Monday, June 4, 2012
Two very different interviews with Imam Feisal Abdul Rauf...
Two very different interviews with Imam Feisal Abdul Rauf...
Iman Feisal Abdul Rauf has been in America long time. Born in 1948 Kuwait to Egyptian parents, Rauf moved to New York City in the 1960's, where he, from 1983 to 2009, served as Imam of Masjid al-Farah. Rauf studied physics at Columbia University, where he earned his Bachelor's Degree in nuclear engineering in 1969 before earning a master's degree in plasma physics at Stevens Institute in Hoboken, New Jersey. He has also authored three books on Islam and its place in Western society and founded two non profit organisations charted with improving the caliber of the conversation of Islam in the West. He was also invited by President Bush immediately after the attacks in New York City and the Pentagon to speak with the FBI and the US State Department officials. He has a reputation for being a moderate Muslim, who condemned the attacks on 9/11 as "un-Islamic." He has rejected radical forms and practices of Islam. I have watched/listened to several interviews with this man and in my opinion, he is a model of an American Muslim. I've listened to him defend the building of an interfaith community center, (which was supported by the local Community Board), which has been quite controversial. While I agree that the Center could have been built in some other place, I don't necessarily agree that it should have been. Its removed far enough from the actual ground zero, despite the pejorative nickname many gave the project, ie. "the ground Zero Mosque."
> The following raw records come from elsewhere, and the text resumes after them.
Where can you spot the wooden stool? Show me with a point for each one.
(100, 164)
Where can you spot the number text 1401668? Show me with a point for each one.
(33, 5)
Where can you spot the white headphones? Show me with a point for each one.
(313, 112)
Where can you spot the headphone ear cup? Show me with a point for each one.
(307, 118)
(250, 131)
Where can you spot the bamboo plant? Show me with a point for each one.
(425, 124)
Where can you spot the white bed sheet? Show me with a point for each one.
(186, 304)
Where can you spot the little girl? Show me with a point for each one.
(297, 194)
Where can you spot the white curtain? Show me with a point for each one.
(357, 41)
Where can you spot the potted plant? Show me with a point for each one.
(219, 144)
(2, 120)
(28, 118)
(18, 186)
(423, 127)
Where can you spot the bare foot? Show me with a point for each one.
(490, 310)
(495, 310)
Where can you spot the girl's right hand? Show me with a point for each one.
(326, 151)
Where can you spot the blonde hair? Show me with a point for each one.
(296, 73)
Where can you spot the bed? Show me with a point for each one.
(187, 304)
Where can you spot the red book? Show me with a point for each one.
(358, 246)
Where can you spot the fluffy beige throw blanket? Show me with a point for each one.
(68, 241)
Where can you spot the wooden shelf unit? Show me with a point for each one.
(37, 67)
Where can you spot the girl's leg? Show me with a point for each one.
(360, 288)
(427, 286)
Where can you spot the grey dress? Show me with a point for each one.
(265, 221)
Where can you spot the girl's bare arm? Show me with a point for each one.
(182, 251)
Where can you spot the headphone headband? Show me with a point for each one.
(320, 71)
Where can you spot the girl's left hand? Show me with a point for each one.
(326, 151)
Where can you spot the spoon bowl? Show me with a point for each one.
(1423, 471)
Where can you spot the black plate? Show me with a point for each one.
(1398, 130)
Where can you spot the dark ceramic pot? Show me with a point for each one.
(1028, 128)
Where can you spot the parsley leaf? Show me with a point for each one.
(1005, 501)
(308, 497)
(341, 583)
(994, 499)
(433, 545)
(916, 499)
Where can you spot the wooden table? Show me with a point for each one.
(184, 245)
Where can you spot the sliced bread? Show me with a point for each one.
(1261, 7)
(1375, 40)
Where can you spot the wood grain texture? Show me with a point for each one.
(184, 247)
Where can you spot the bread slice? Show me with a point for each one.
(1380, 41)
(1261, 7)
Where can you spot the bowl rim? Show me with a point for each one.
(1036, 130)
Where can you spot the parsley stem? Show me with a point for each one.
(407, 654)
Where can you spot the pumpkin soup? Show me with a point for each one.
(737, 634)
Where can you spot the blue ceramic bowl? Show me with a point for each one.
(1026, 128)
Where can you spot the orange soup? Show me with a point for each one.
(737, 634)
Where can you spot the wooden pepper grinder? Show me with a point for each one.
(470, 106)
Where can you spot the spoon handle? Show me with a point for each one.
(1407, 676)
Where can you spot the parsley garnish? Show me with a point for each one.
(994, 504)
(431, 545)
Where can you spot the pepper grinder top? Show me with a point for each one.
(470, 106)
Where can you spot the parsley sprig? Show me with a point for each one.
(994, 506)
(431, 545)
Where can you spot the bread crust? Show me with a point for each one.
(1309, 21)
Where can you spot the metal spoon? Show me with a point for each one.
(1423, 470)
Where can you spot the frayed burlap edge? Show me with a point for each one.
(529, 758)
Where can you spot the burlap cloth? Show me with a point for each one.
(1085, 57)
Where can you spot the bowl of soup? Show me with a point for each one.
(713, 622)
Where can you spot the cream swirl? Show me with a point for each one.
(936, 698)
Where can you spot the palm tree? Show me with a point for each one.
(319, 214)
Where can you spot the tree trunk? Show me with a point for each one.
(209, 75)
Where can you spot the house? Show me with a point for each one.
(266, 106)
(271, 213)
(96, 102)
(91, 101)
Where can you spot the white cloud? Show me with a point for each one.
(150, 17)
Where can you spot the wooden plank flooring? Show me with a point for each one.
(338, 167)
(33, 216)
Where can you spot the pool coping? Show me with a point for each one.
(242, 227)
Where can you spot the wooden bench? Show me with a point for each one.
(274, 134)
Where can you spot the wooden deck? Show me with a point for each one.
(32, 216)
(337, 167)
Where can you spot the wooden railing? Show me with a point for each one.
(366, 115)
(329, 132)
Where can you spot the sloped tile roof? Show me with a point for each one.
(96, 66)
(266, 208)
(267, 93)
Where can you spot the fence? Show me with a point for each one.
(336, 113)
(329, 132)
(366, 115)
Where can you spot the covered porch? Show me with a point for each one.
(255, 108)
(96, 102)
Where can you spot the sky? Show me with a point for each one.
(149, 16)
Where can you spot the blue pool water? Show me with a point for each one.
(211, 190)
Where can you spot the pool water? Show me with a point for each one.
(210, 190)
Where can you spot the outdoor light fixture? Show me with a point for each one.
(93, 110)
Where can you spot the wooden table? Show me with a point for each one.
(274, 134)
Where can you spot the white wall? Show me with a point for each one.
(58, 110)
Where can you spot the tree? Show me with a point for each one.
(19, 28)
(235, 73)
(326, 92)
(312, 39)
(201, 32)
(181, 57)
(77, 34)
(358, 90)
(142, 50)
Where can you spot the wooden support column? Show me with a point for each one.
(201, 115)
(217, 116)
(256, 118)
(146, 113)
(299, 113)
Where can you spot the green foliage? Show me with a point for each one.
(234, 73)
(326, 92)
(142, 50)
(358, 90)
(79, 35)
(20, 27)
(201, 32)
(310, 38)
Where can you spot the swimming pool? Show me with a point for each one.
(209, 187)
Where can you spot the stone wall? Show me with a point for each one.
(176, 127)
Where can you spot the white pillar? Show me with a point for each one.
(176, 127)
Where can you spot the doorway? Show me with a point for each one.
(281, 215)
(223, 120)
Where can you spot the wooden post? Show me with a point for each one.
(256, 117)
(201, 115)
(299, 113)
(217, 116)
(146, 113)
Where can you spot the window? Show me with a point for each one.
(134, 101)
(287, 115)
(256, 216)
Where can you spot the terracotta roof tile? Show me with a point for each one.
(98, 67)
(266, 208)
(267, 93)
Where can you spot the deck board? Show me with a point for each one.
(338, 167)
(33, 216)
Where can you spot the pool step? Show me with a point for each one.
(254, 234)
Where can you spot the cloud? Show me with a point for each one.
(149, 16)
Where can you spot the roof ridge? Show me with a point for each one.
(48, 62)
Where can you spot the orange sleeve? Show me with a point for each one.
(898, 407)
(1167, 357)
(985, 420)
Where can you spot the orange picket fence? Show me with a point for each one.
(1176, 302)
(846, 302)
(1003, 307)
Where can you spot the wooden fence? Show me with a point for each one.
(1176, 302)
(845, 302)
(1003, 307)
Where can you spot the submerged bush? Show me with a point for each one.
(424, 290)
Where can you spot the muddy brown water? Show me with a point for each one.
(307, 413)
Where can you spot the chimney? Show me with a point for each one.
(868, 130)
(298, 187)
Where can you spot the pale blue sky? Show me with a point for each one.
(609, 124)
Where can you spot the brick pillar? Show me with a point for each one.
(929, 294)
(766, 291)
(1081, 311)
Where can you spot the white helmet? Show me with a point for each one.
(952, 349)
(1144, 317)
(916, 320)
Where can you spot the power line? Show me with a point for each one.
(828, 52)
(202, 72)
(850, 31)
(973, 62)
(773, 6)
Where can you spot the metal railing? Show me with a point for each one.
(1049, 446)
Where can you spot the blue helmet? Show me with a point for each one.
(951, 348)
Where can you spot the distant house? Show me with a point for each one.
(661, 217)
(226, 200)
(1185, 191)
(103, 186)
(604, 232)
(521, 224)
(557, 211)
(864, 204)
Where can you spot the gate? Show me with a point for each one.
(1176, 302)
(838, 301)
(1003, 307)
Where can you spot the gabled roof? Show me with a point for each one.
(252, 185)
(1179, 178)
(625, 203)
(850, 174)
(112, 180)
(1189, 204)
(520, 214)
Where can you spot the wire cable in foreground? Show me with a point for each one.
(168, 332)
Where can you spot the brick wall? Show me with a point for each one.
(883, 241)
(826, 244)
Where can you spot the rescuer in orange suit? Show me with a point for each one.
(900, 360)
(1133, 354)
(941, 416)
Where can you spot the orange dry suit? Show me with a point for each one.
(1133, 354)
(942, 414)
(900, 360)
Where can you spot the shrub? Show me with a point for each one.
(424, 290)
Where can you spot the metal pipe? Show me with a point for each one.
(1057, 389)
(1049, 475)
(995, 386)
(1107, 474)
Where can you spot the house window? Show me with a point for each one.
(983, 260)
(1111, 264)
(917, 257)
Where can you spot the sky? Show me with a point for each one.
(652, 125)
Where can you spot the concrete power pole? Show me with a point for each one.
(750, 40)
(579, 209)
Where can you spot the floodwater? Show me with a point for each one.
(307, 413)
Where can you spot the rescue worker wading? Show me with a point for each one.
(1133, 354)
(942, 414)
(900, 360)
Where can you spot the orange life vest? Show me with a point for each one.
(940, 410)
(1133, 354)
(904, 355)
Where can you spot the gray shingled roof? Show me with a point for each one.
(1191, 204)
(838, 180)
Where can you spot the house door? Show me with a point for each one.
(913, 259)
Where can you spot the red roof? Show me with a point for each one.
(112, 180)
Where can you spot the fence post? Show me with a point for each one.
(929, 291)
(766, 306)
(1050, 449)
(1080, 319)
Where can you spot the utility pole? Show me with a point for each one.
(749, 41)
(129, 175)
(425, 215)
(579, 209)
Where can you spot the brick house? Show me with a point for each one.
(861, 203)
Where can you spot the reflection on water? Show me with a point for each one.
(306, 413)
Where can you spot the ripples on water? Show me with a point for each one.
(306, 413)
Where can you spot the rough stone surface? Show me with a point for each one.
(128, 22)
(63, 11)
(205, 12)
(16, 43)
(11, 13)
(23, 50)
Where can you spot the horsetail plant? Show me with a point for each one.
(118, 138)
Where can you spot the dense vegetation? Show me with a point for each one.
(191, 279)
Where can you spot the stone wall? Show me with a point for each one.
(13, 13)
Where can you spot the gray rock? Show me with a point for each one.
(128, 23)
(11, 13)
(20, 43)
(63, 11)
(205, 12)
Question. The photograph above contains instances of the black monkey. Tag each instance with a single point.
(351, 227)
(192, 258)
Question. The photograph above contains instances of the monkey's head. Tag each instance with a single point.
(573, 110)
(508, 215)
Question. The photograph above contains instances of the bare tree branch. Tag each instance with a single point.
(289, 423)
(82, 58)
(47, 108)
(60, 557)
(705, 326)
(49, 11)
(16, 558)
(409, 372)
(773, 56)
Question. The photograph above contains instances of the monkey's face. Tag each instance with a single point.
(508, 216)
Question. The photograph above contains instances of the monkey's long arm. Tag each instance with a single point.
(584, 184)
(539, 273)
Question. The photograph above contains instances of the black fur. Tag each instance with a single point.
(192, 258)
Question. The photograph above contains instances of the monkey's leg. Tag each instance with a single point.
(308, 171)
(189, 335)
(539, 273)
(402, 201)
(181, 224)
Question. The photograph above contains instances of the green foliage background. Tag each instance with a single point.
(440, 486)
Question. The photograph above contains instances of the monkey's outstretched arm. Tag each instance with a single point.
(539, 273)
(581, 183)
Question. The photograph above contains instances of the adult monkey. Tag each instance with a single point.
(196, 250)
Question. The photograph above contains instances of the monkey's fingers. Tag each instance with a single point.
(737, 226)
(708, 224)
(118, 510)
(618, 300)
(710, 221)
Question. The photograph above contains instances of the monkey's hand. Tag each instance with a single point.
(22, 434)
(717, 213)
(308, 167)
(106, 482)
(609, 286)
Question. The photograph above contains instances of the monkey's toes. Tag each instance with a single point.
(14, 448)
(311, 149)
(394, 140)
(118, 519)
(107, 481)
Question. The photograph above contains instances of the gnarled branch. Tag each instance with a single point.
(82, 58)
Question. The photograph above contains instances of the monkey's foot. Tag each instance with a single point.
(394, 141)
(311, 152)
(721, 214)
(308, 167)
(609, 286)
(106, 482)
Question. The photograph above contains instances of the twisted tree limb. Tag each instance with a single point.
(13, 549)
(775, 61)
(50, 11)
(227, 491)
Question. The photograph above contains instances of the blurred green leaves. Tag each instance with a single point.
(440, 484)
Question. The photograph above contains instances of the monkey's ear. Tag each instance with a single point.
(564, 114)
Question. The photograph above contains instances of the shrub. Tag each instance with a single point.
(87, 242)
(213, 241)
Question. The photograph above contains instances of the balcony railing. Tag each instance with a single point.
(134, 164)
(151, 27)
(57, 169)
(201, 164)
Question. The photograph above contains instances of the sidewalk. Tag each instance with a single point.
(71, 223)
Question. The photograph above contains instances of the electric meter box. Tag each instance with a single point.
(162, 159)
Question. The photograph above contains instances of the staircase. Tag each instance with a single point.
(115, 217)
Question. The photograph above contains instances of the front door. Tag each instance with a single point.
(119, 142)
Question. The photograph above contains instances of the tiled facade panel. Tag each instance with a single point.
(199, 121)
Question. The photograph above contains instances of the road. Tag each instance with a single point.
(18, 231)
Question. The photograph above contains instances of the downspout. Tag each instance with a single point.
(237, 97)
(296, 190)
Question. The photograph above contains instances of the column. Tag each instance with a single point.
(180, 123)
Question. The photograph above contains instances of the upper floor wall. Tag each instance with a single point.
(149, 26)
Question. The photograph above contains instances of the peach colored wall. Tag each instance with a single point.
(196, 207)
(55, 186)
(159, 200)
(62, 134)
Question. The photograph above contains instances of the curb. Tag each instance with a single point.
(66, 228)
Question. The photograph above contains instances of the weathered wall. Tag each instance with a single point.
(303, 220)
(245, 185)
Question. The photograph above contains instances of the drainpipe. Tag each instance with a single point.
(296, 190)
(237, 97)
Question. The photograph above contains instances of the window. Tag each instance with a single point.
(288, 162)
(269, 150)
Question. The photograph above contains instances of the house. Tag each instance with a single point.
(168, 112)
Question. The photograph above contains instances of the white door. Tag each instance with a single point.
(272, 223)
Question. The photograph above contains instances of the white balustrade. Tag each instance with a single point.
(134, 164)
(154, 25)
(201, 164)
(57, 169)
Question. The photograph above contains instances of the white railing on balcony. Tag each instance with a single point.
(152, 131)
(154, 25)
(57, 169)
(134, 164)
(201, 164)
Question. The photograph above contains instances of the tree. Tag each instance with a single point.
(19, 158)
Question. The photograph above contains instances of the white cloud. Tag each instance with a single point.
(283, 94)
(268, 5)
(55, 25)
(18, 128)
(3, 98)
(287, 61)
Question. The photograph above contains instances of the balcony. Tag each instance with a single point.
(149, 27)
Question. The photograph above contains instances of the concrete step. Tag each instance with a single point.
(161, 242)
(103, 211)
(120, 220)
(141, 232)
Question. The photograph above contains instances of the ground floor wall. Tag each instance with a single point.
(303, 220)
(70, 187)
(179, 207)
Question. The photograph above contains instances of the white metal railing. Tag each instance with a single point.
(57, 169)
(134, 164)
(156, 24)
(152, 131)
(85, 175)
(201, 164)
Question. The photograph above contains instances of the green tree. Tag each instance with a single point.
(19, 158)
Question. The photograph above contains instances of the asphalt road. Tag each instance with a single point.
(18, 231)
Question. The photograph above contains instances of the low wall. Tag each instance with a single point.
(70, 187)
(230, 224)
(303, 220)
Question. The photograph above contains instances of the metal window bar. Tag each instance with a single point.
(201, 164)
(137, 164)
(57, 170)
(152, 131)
I hear a man of grace defending his faith, finding fault when applicable and a man who has spent decades trying to help bridge the gap between Muslims and Christians in our Country. I say we need more men like Imam Rauf. This is not to say he is without controversy himself. He has made statements in the past which many found highly offensive, especially those in the aftermath of 9/11. He has also publicly apologized for all of them.
With Islam growing in practice here in the United States, surely there is no version of the world that I can comprehend that doesn't include sensitive relationships with Islamic Countries. I say the better we can understand each other, the better for us all. This notion that suggests that the Muslim faith is an enemy of Christianity is wrong and dangerous. We should agree that radical "any faith" isn't good, but also avoid the broad brushstrokes of ignorance and hatred.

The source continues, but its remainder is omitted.